I have an LG V60. I like the phone and haven’t found a newer (maintained) device that matches the feature set. Xperia 1 series comes the closest.
The device no longer receives updates and is on Android 13. The bootloader is currently locked and as far as I am aware not relockable after unlocking. From a security standpoint, is keeping stock July 2023 Android 13 with a locked bootloader better than unlocking and loading an aftermarket OS? Would there be any security benefit from unlocking, keeping stock OS, and loading Magisk? Are there security hardening Magisk modules that would be an improvement over locked stock?
Would your advice be different for a device still running Android 9?
As a prior ROM builder/maintainer, I can say that if you leave it stock, stuck on Android 13, eventually it will be insecure due to new exploits, if it is already not at risk already.
Also, your apps may eventually outpace it, requiring newer Android versions, causing you to have apps stuck on older versions with potential security weaknesses.
Unlocking the bootloader does present its own risks, however, most of those risks involve physical possession of the device.
The key words are potentially, and eventually. Given enough time, eventually any old operating system will potentially become a security risk.
Now, installing root permission also allows a new set of potential security risks. It also allows some other options for security, such as non VPN means of ad/malware blocking, etc. I use root on my non stock ROM phone. But, what I tell people is: if you don’t have a specific purpose for root, you will be just fine without it. If you have a purpose for root, and are tech savvy enough to use it, then by all means, use it, it can be a great tool.
Hope that helps.
P.s. I’m also the dumbest person I know,so take it with a grain of salt.

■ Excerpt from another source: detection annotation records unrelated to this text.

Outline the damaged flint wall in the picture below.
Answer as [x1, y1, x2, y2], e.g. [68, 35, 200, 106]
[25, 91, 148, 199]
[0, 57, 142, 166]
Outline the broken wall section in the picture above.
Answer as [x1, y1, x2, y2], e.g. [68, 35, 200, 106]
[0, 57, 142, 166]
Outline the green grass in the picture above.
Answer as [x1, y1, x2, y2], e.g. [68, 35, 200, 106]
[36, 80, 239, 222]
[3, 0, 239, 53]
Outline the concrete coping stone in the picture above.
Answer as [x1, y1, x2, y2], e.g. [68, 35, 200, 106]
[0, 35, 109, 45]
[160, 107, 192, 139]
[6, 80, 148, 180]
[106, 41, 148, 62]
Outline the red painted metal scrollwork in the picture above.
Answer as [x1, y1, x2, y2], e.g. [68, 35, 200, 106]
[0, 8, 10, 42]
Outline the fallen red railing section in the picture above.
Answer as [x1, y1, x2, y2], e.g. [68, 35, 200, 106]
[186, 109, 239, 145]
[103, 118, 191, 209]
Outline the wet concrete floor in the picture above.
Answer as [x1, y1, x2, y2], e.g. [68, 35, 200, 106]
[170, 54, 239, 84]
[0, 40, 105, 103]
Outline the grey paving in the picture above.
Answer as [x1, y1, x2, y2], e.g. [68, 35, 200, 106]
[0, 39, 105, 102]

I also use an older LG phone. It is a K31 with Android 10. At the moment I am unemployed so just using what I have. That being said, I don’t really use much of the Google software that came with it. Instead I am using mostly tools from F-Droid including the Simple sweet, NewPiped, Fennec, Hypatia, and DNS66. I have had a few instances where my phone was acting weird and I thought there could be someone trying to attack me but I just put the phone in airplane mode and turn it off. I have never had a positive hit on Hypatia but for some reason I got a hit when scanning the phone with ClamAV from my laptop. Looked like a false positive but I just deleted it to be on the safe side. When even the biggest corporations get breached, I feel a little apathetic about how much of a security professional do I really need to be? If I can keep most of the ad domains from resolving on my phone and my camera covered with tape I think I am doing ok.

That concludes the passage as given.